Hi, I have a question regarding a relatively simply probabilistic programming example that involves discrete variables. The example is taken from Chapter 1 of the book “Practical Probabilistic Programming” (see Table 1.1 here: Chapter 1. Probabilistic programming in a nutshell - Practical Probabilistic Programming (manning.com)).
I implemented this scenario in WebPPL ( WebPPL - probabilistic programming for the web) (see this gist: webppl example (github.com)) and now I am wondering whether it is possible to implement the same example in pymc3
.
Here is the scenario:
- Assume the weather can have two states
sunny
andnot sunny
with the following (prior) probabilities:- Sunny 0.2
- Not sunny 0.8
- Based on the weather, we will be greeted with different greetings according to the following probabilistic logic:
- If today’s weather is sunny
- “Hello, world!” 0.6
- "Howdy, universe!” 0.4
- If today’s weather isn’t sunny
- “Hello, world!” 0.2
- "Oh no, not again” 0.8
- If today’s weather is sunny
No, we want to do two things:
- Simulate today’s greeting based on the (prior) probability of seeing sunny weather
- Infer today’s weather based on an observed greeting
I implemented the first task using pm.sample_prior_predictive()
with this code:
import altair as alt
import numpy as np
import pandas as pd
import pymc as pm
from aesara.ifelse import ifelse
g0 = "Hello, World!"
g1 = "Howdy, universe!"
g2 = "Oh no, not again!"
greetings = np.array([g0, g1, g2])
weather_states = np.array(["cloudy", "sunny"])
def greeting(model, sunny):
if model is None:
model = pm.Model()
with model:
p_choice = ifelse(sunny, 0.6, 0.2)
altAnswer = pm.Deterministic('altAnswer', ifelse(sunny, 1, 2))
greeting = pm.Deterministic('GreetingToday', ifelse(pm.Bernoulli("GreetingChoice", p_choice), 0, altAnswer))
return model
def predictGreetingToday():
p_sunny = 0.2
with pm.Model() as model:
sunny = pm.Bernoulli("sunny", p_sunny)
greeting(model, sunny)
return model
trace = pm.sample_prior_predictive(1000, model=predictGreetingToday())
# Plot the results
sunny_df = pd.DataFrame(
{"weather": weather_states[np.array(trace.prior["sunny"]).reshape(-1)]}
)
weather_chart = alt.Chart(
sunny_df.value_counts(normalize=True).reset_index().rename(columns={0: "count"})
).mark_bar().encode(x="weather:N", y="count:Q")
greeting_df = pd.DataFrame(
{"greeting": greetings[np.array(trace.prior["GreetingToday"]).reshape(-1)]}
)
greeting_chart = alt.Chart(
greeting_df.value_counts(normalize=True).reset_index().rename(columns={0: "count"})
).mark_bar().encode(x="greeting:N", y="count:Q")
weather_chart | greeting_chart
giving something like this:
However, I am struggling to implement the 2nd task, i.e., to do some inference. The main problem is that it is not possible to do inference on the deterministic variable greeting
, which is what we observe. I think I could make it work implementing the backward logic manually, i.e., do something like this:
if greeting == g2:
altAnswer_obs = g2
sunny = False
elif greeting == g1:
altAnswer_obs = g1
sunny = True
else:
...
# not sure what do do here
However, even if that would work, this is not really the point, because the point of Probabilistic Programming, generally speaking, is to do this kind of probabilistic reasoning on its own, right?

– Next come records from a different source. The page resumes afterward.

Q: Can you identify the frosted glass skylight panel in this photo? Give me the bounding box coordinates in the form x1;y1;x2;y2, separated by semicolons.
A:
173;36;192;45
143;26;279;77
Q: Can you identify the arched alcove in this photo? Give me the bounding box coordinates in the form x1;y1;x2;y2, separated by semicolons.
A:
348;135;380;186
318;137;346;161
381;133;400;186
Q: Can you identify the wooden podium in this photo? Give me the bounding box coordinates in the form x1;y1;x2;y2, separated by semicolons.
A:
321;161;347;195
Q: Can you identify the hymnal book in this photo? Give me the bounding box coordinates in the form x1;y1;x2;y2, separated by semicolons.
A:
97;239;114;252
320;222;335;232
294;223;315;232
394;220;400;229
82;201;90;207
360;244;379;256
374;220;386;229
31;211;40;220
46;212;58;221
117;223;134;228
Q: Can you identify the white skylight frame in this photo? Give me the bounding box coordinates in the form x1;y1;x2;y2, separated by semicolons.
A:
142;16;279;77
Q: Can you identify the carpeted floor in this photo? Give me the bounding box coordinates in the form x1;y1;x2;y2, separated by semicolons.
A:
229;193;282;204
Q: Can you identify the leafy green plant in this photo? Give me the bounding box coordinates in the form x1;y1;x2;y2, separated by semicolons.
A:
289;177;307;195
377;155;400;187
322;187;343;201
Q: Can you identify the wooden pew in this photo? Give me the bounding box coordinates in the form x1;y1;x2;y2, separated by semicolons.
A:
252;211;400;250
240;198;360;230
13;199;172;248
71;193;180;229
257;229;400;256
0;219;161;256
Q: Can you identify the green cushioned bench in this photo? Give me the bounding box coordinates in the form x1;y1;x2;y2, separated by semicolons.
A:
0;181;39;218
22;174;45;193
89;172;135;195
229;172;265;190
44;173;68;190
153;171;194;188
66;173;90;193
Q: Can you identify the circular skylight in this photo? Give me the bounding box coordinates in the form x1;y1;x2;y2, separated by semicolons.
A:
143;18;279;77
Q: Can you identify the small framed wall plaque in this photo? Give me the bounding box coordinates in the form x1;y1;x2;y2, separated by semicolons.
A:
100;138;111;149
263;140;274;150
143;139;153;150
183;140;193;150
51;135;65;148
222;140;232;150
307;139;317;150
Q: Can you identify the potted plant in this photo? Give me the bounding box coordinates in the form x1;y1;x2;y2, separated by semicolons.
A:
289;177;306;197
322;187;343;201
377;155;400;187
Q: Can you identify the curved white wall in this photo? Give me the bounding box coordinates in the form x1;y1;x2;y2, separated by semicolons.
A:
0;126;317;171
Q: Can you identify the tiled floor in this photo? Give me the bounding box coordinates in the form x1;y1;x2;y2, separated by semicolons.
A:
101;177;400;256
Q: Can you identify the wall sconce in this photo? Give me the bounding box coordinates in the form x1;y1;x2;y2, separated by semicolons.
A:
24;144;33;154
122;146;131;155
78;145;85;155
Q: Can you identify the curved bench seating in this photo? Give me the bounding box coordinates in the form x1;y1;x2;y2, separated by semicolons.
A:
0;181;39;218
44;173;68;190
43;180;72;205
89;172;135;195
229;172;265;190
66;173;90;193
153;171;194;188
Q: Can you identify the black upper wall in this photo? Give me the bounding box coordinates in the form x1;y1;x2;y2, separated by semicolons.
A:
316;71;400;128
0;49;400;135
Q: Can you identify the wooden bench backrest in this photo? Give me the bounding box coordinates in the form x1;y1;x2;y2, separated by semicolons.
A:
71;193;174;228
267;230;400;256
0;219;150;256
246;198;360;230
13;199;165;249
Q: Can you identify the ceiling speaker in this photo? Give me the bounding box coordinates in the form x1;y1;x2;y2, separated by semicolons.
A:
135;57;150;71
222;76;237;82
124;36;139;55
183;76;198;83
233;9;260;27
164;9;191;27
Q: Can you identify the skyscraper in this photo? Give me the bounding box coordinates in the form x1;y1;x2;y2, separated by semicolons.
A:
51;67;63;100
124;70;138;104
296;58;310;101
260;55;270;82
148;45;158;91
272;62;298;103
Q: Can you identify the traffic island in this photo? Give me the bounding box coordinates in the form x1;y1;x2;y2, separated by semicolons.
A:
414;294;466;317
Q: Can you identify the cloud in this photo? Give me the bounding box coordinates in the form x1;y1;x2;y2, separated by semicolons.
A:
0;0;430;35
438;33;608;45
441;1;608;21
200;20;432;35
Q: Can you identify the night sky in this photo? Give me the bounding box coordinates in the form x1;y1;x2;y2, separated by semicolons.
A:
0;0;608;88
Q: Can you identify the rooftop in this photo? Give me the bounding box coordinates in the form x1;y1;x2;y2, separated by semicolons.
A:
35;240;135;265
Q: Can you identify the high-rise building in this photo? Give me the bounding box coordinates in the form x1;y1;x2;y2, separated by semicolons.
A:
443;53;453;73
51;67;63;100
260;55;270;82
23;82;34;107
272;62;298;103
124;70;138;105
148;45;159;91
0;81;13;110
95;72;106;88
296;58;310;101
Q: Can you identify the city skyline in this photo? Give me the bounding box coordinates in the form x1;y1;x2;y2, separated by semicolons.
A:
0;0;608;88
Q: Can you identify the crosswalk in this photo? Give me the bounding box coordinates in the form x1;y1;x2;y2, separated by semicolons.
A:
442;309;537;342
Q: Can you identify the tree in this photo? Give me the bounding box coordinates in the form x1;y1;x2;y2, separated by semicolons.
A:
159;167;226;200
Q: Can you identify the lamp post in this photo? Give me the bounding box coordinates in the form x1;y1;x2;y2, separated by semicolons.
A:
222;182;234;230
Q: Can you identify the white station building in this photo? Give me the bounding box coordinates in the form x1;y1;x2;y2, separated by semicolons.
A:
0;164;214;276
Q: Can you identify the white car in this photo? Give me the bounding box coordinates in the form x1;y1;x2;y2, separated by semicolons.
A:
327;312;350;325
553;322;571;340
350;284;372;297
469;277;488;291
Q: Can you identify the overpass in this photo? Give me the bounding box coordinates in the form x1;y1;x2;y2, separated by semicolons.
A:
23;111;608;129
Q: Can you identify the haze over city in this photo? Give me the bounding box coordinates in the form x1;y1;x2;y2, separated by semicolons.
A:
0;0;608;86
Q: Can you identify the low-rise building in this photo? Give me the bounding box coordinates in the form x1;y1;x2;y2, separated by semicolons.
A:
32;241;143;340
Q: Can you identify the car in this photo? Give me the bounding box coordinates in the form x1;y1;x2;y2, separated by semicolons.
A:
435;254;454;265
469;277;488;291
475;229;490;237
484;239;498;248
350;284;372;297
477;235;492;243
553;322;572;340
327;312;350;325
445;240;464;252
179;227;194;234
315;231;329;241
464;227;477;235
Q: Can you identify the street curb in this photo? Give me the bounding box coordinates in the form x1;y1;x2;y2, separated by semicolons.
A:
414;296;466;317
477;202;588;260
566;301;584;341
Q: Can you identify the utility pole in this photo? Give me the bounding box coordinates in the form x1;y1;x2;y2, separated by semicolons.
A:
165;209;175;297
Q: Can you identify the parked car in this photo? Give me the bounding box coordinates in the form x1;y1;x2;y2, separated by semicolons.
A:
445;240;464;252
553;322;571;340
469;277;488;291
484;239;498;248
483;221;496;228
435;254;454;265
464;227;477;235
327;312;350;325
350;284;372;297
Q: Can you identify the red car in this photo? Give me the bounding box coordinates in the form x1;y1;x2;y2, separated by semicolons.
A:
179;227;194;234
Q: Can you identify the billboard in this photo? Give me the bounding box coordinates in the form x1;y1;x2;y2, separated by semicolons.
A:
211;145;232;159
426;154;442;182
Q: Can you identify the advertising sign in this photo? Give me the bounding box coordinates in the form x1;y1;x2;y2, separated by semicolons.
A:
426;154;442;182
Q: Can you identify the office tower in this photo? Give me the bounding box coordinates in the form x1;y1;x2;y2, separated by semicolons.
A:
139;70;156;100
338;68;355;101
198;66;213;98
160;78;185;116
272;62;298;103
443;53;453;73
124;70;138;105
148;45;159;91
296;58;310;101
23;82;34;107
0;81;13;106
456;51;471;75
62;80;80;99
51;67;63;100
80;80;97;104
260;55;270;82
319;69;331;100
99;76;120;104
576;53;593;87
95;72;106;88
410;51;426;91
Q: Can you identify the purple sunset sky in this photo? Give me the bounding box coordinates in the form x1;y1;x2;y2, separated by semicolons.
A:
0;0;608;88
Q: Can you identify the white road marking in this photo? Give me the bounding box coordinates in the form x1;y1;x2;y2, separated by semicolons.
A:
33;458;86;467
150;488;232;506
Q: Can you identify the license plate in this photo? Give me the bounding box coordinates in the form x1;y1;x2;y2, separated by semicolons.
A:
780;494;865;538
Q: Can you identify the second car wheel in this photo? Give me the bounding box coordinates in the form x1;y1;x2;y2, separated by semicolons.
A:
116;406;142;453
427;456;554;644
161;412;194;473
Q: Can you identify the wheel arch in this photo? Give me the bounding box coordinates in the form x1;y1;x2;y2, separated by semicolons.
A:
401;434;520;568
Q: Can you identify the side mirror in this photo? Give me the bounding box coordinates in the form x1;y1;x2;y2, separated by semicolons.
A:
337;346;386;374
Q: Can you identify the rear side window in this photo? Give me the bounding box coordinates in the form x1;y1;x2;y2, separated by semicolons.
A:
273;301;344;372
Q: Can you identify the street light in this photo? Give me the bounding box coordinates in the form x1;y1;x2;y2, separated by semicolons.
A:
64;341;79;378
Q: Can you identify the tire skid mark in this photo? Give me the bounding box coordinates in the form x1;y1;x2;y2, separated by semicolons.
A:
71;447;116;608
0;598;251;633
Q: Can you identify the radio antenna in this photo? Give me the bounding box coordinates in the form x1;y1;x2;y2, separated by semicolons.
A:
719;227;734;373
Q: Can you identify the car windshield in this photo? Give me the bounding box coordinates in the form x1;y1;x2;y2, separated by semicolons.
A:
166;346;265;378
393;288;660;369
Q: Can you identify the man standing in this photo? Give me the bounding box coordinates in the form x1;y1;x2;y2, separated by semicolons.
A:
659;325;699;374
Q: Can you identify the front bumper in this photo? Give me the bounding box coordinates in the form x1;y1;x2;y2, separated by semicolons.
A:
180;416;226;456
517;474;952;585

I understand that this is not really the typical use case of pymc3
but I am trying to understand the difference between different PPLs, like e.g. webPPL and pymc3, so is it possible at all do implement this scenario in pymc3
?
WebPPL can solve this task either with exact enumeration (which is feasible for these simple cases with discrete variables) or rejection sampling.
If not, are there other PPLs implemented in python that can do this?